Miley Cyrus Racial Insult Suit Tossed

The case touched upon the volatile ethnic sensitivities that come into play nearly every day in L.A.

Superior Court Judge Ronald Sohigian Friday tossed out a civil suit filed against Miley Cyrus that accused the teen singer of delivering a racial insult.

Last February a photo appeared on the internet of Cyrus slanting her eyes in apparent parody of Asians.

 

The image showed Cyrus and several Caucasian friends surrounding a young Asian man while either narrowing or — like Cyrus — stretching their eyelids.

Some saw plaintiff Lucie Kim’s suit as political correctness run amok, while Asian groups and others believed Cyrus had gone out of her way to mock them.

When Kim’s lawyer, Henry Lee, asked for a reason for the dismissal, Sohigian, a methodical and soft-spoken judge, said simply that he agreed with the defense’s arguments and that he considered Cyrus’ gesture to be protected parody.

The case was a minor bellwether not only because it touched upon the volatile ethnic sensitivities that come into play nearly every day in Los Angeles, but because Lee attempted to paint the Hannah Montana icon as a business entity that had engaged in racial discrimination by presenting to Asians an offensive facial expression.

Cyrus’ lawyer Bryan Sullivan began the demurrer hearing by noting that since Kim had viewed Cyrus’ eye-stretching antics on the internet, she lacked legal standing as a plaintiff and that Cyrus was an individual, not a business.

Au contraire, Lee protested.

“A business establishment,” he said, “was any for-profit commercial enterprise.
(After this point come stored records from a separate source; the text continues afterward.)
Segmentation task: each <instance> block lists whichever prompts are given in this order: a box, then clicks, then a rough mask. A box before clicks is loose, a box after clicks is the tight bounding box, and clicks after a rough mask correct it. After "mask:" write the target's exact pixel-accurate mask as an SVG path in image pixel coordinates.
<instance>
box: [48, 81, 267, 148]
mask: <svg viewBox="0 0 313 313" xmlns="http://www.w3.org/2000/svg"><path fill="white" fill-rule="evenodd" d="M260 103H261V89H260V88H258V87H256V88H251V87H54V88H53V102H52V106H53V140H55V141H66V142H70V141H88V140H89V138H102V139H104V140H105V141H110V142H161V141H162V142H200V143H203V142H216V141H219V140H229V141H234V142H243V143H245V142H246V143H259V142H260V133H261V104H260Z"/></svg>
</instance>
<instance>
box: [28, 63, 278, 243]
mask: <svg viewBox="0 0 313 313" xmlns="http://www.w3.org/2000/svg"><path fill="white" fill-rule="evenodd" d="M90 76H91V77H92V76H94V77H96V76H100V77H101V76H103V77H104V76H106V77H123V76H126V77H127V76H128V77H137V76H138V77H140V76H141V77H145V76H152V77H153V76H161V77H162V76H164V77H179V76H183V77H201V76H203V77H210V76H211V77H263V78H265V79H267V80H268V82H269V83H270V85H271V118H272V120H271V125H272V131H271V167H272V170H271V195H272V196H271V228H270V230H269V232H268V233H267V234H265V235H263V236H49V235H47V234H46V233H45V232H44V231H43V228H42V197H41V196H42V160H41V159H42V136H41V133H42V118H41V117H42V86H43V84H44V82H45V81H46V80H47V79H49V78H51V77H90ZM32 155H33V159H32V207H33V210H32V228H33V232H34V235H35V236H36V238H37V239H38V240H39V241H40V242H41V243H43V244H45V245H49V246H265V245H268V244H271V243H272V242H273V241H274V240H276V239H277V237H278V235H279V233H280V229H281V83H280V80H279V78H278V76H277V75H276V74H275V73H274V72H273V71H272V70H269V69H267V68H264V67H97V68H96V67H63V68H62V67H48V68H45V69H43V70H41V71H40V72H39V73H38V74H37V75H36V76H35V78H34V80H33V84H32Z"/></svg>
Her actual name is a trademark … Every time she sells herself she is acting as a business. The defendant is in fact a business establishment … I think a jury needs to decide if her slanty-eyed gesture is a racial insult.”

“I haven’t seen anything like that since I was 12 years old,” Lee, who is Asian, told the court. “If [Cyrus] is going to put her face out on the market and make money on it, she can’t use it to communicate a racial insult.”

Afterward, Lee told TheWrap that an appeal of Sohigian’s ruling is a possibility that will be considered.